On Tue, Apr 23, 2013 at 10:15 AM, Michel Dänzer michel@daenzer.net wrote:
On Die, 2013-04-23 at 10:08 -0700, Andy Lutomirski wrote:
On Mon, Apr 22, 2013 at 10:55 PM, Michel Dänzer michel@daenzer.net wrote:
On Mon, 2013-04-22 at 16:19 -0700, Andy Lutomirski wrote:
I'm not convinced there's an actual hang. 40 seconds is a long time, and I've only ever seen this when clicking something, and when this happens, the screen goes blank immediately (not after a 40 second delay).
Hmm, now that you mention this, I notice in your original report it claims that the CP stalled for 'more than 5102593msec', which is clearly bogus. Looks like something's wrong with the lockup detection. Did this start after a kernel update or something like that?
It's recent. It may have been when F18 switched from 3.7 to 3.8.
Can you reproduce it with an upstream kernel? Can you bisect? I realize it'll probably take a long time, but unless someone has an idea which change might have introduced the problem...
Yuck. I can try, but it takes days to reproduce this, so it will take forever (and may end up with a wrong answer if I get lucky and don't crash).
I think there are bugs in the lockup detection and in the lockup recovery. Firefox, in particular, is *really* slow afterwards.
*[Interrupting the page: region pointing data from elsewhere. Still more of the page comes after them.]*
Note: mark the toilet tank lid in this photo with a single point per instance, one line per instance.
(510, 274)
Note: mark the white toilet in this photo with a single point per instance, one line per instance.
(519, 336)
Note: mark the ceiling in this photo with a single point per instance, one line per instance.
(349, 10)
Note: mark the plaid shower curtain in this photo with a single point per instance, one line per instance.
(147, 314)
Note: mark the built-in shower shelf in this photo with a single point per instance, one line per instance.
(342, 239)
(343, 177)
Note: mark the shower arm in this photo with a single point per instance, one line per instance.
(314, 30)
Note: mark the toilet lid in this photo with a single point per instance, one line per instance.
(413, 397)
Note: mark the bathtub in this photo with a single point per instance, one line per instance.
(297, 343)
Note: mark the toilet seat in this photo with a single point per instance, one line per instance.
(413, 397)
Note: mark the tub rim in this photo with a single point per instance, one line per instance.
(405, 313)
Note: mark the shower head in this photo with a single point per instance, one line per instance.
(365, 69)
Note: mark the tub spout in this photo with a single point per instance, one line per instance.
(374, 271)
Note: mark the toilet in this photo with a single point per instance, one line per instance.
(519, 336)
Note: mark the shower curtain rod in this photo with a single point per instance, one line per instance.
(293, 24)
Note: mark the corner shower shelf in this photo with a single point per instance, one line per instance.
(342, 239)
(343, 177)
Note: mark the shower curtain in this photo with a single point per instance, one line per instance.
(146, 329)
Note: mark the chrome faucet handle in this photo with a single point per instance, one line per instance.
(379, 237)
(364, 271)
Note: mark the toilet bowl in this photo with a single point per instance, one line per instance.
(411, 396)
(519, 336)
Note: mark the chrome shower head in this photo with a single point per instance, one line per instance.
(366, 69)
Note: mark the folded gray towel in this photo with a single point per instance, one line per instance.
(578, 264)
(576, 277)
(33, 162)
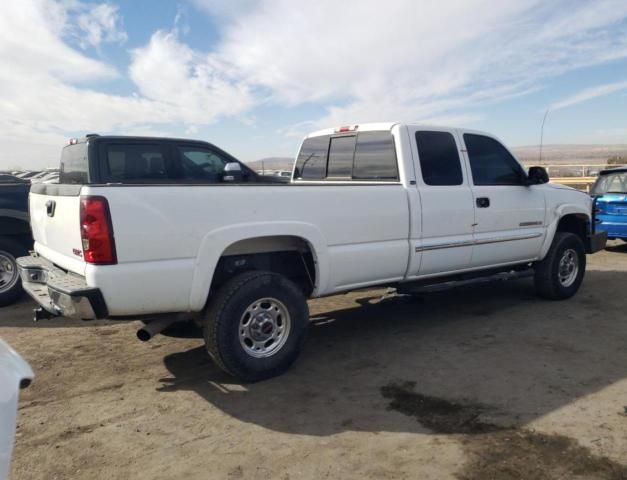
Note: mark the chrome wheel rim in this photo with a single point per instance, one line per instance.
(568, 267)
(264, 327)
(8, 271)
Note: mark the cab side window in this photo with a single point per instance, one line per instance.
(439, 158)
(491, 163)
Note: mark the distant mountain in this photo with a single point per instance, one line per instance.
(272, 163)
(551, 154)
(569, 154)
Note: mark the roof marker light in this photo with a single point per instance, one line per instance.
(348, 128)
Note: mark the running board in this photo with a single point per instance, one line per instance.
(425, 286)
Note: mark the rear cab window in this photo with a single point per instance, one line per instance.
(74, 166)
(170, 163)
(368, 156)
(610, 183)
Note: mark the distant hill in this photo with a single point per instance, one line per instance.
(551, 154)
(272, 163)
(569, 154)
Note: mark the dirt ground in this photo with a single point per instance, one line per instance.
(482, 382)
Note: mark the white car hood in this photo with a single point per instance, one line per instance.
(13, 370)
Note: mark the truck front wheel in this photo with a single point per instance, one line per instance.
(255, 325)
(560, 274)
(10, 284)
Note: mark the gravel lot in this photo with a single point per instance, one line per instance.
(480, 382)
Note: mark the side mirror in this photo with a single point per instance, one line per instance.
(537, 176)
(232, 172)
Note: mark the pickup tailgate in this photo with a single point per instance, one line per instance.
(55, 221)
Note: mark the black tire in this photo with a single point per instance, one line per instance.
(10, 290)
(226, 310)
(548, 281)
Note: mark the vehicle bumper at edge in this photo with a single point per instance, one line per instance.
(596, 242)
(59, 292)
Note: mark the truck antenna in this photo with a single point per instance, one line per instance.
(542, 134)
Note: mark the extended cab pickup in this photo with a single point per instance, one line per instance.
(142, 226)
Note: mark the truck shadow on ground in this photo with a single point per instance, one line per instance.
(497, 350)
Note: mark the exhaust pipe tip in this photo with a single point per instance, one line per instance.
(42, 314)
(156, 326)
(143, 335)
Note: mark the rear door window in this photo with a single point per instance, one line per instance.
(439, 158)
(491, 163)
(375, 157)
(341, 153)
(201, 165)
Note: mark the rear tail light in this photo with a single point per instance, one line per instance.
(97, 231)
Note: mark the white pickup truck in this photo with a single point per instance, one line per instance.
(144, 226)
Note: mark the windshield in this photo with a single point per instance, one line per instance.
(611, 183)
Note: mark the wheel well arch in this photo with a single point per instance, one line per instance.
(576, 223)
(289, 255)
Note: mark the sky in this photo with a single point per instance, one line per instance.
(255, 76)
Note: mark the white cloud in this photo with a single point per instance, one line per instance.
(99, 24)
(415, 60)
(589, 94)
(360, 60)
(194, 88)
(45, 98)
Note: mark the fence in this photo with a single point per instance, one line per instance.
(580, 177)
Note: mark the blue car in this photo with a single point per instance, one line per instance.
(610, 192)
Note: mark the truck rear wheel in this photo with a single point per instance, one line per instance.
(255, 325)
(10, 284)
(560, 274)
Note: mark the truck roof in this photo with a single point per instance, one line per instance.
(365, 127)
(94, 137)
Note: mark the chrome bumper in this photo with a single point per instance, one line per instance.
(58, 292)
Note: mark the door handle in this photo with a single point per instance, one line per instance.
(50, 207)
(483, 202)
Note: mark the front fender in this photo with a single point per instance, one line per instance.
(553, 219)
(217, 241)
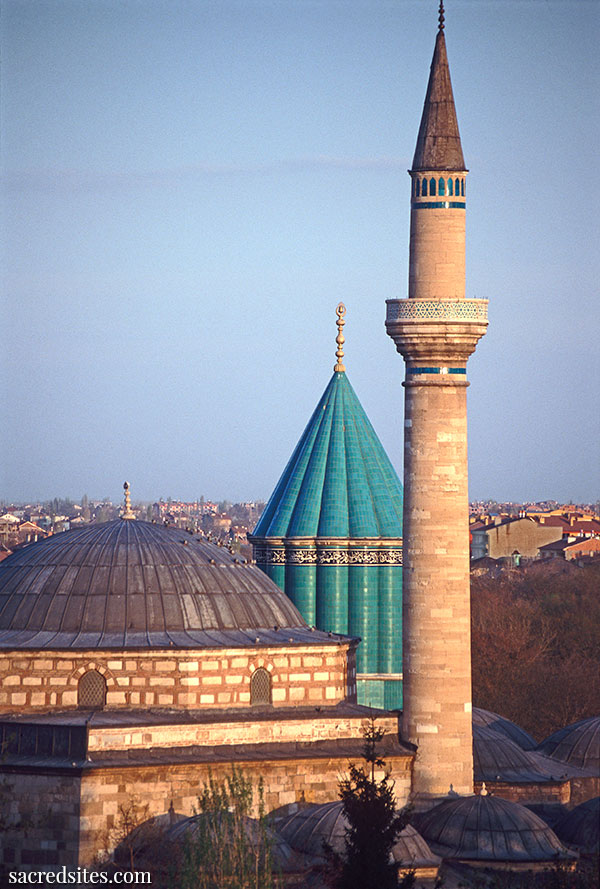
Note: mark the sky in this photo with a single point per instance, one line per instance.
(190, 188)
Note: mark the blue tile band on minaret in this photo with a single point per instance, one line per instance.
(331, 537)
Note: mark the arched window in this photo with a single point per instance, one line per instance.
(91, 691)
(260, 687)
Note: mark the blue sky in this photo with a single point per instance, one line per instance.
(191, 187)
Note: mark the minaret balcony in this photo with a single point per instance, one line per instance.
(442, 310)
(434, 330)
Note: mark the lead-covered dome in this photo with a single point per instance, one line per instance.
(577, 744)
(488, 828)
(136, 584)
(503, 726)
(581, 827)
(497, 758)
(307, 829)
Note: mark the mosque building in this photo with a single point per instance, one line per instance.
(136, 660)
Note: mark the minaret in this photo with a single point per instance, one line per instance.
(436, 329)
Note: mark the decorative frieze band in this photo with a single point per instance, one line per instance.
(267, 555)
(444, 310)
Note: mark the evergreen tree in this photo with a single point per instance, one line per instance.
(373, 824)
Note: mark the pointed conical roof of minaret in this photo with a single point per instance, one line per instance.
(438, 143)
(339, 481)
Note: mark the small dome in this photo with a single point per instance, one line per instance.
(497, 758)
(577, 744)
(307, 829)
(488, 828)
(136, 584)
(581, 826)
(487, 719)
(284, 858)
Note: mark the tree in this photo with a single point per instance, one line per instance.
(227, 848)
(373, 824)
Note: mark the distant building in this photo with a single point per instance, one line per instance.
(507, 537)
(571, 548)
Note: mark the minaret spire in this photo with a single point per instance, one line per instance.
(438, 142)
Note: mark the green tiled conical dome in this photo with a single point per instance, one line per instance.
(331, 537)
(339, 481)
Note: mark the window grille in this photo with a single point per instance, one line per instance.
(91, 691)
(260, 687)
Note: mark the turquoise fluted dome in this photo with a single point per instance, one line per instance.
(339, 481)
(331, 538)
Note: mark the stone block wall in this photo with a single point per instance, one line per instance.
(318, 674)
(39, 819)
(320, 727)
(295, 780)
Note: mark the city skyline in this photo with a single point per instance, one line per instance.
(191, 188)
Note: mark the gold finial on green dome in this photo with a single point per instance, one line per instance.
(340, 338)
(127, 513)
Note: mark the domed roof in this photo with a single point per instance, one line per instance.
(488, 828)
(306, 829)
(130, 584)
(485, 718)
(497, 758)
(284, 858)
(577, 744)
(339, 481)
(581, 826)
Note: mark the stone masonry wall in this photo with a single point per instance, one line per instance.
(321, 727)
(39, 819)
(318, 674)
(286, 782)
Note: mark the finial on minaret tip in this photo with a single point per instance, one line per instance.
(127, 513)
(340, 338)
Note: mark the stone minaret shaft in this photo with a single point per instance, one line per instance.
(435, 330)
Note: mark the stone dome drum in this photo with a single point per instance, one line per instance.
(131, 584)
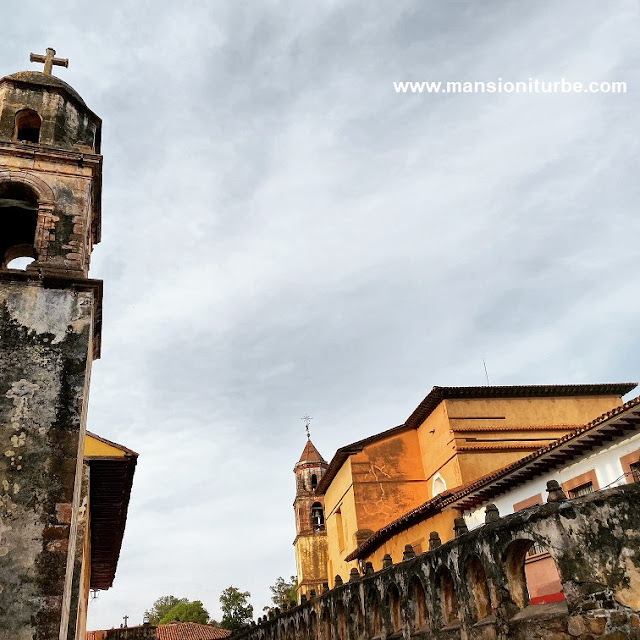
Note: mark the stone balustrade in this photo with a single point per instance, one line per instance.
(474, 587)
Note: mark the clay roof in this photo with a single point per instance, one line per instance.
(311, 454)
(110, 482)
(190, 631)
(438, 394)
(585, 438)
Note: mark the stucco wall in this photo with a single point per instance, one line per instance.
(45, 360)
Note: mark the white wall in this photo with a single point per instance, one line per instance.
(605, 461)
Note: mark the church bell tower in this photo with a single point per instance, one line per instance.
(50, 319)
(311, 536)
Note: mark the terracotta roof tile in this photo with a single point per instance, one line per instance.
(455, 497)
(438, 394)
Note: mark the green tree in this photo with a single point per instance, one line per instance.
(283, 592)
(161, 607)
(235, 607)
(186, 611)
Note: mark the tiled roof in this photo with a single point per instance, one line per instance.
(190, 631)
(438, 394)
(584, 438)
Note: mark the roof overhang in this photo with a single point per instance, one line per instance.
(110, 482)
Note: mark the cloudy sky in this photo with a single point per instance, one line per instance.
(285, 234)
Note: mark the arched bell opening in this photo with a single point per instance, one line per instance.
(18, 225)
(27, 126)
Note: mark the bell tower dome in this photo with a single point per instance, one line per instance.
(50, 320)
(50, 175)
(311, 536)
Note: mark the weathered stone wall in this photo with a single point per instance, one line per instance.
(45, 358)
(473, 587)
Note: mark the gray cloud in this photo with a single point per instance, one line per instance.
(284, 234)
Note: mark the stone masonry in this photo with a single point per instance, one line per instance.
(473, 587)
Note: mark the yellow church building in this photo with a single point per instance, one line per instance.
(455, 436)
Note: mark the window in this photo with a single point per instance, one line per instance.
(18, 222)
(581, 490)
(27, 128)
(532, 581)
(536, 550)
(317, 517)
(340, 530)
(631, 466)
(439, 485)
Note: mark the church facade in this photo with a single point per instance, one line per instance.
(62, 509)
(389, 490)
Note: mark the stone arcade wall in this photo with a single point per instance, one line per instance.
(594, 540)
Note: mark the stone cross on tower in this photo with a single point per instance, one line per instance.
(49, 60)
(307, 421)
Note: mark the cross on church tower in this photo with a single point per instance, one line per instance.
(307, 421)
(49, 60)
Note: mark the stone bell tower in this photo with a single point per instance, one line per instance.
(311, 536)
(50, 318)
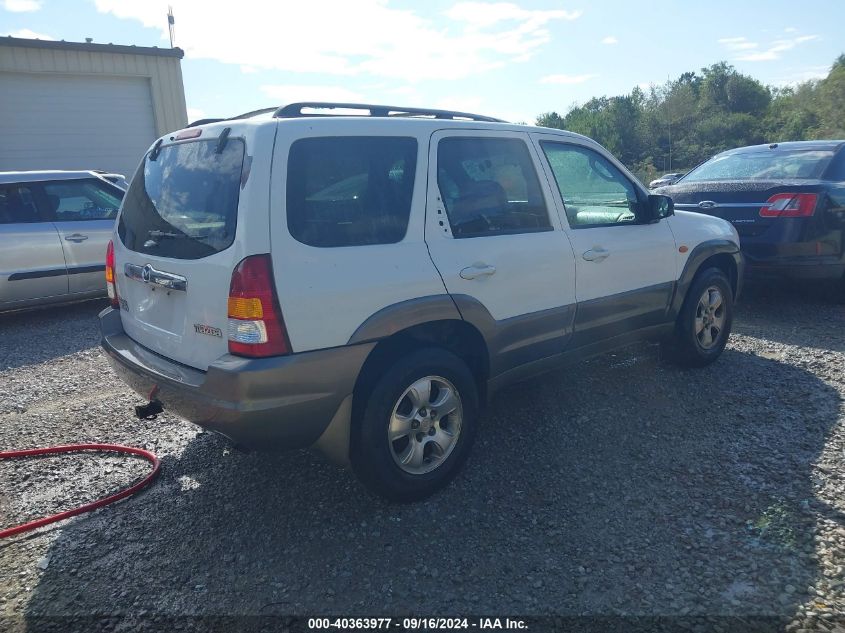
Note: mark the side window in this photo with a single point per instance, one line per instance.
(71, 200)
(17, 205)
(593, 190)
(350, 191)
(837, 171)
(490, 187)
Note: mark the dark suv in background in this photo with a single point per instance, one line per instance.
(786, 201)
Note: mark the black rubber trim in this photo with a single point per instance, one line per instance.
(79, 270)
(57, 272)
(38, 274)
(696, 258)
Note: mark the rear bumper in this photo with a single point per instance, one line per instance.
(279, 402)
(795, 268)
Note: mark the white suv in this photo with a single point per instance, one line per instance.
(363, 284)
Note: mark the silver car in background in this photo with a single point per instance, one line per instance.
(54, 230)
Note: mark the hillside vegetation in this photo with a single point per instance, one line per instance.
(704, 113)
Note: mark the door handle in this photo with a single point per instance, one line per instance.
(596, 254)
(477, 270)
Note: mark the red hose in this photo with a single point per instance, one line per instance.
(99, 503)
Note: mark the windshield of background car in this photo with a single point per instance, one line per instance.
(764, 165)
(184, 203)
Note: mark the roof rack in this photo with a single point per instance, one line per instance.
(294, 110)
(245, 115)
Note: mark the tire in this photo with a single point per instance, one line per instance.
(700, 336)
(429, 446)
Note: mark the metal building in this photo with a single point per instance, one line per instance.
(75, 105)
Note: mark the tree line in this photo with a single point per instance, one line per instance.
(675, 126)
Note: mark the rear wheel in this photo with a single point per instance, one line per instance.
(704, 323)
(416, 427)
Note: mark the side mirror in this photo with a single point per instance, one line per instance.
(659, 207)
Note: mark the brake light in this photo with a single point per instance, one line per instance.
(111, 284)
(256, 327)
(790, 205)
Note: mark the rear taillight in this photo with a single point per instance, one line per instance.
(111, 284)
(790, 205)
(256, 327)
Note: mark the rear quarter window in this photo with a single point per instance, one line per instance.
(350, 191)
(183, 203)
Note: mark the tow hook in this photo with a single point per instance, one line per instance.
(149, 411)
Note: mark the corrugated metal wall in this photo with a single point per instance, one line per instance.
(164, 73)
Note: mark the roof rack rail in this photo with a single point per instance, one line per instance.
(294, 110)
(203, 122)
(245, 115)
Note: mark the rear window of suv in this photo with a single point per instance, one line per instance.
(183, 203)
(767, 165)
(350, 191)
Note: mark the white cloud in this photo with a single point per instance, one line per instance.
(752, 52)
(22, 6)
(316, 37)
(567, 79)
(800, 76)
(486, 14)
(291, 93)
(30, 34)
(737, 43)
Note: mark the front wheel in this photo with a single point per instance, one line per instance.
(704, 323)
(417, 426)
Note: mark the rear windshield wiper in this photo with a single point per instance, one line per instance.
(170, 234)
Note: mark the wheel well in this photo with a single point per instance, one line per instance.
(458, 337)
(726, 264)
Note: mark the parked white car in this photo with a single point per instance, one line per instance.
(54, 228)
(363, 284)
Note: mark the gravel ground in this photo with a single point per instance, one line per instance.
(620, 486)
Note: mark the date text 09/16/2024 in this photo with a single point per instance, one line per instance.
(416, 624)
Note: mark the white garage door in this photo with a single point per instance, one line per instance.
(52, 121)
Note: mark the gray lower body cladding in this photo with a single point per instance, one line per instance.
(279, 402)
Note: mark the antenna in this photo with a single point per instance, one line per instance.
(170, 24)
(669, 123)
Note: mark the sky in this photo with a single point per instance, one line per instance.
(512, 60)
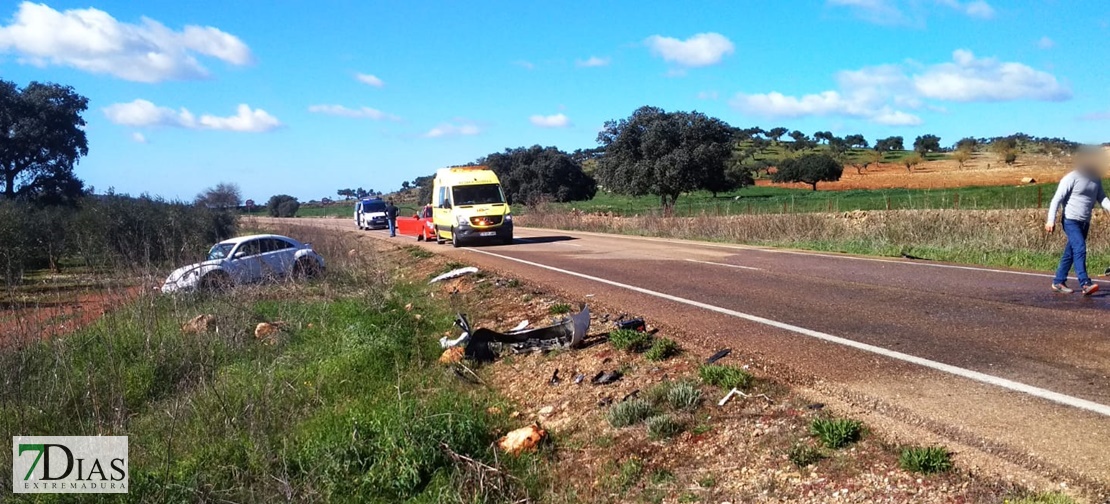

Are interrupts possibly getting dropped or misconfigured during the reset?
Let's not get ahead of ourselves and focus on the lockup detection issue for now.
I don't understand the r600_gpu_check_soft_reset code, but could this be the sequence of events that triggers it?
1. radeon_ring_is_lockup is called just as the very last command on the ring completes, so last_rptr gets set to the rptr. 2. Nothing happens for a while (i.e. > lockup_timeout). rptr doesn't change. 3. A very slightly slow operation starts. 4. radeon_ring_is_lockup gets called before that command completes.
radeon_ring_test_lockup will not detect a jiffies wrap-around (because there wasn't one), rptr will equal last_rptr (because there hasn't been any progress since last time), and the elapsed time will be really long, because the function hasn't been called for a long time. So a lockup gets detected, even though nothing's wrong.
There's a comment above radeon_ring_test_lockup that says:
* A possible false positivie is if we get call after while and last_cp_rptr == * the current CP rptr, even if it's unlikely it might happen. To avoid this * if the elapsed time since last call is bigger than 2 second than we return * false and update the tracking information. Due to this the caller must call * radeon_ring_test_lockup several time in less than 2sec for lockup to be reported * the fencing code should be cautious about that.
but the corresponding code doesn't appear to exist anywhere.
Also, and unrelatedly, I revoke my comment about gmail issues being fixed with hyperz off. Gmail still draws incorrectly. This may or may not have anything to do with the radeon driver.
--Andy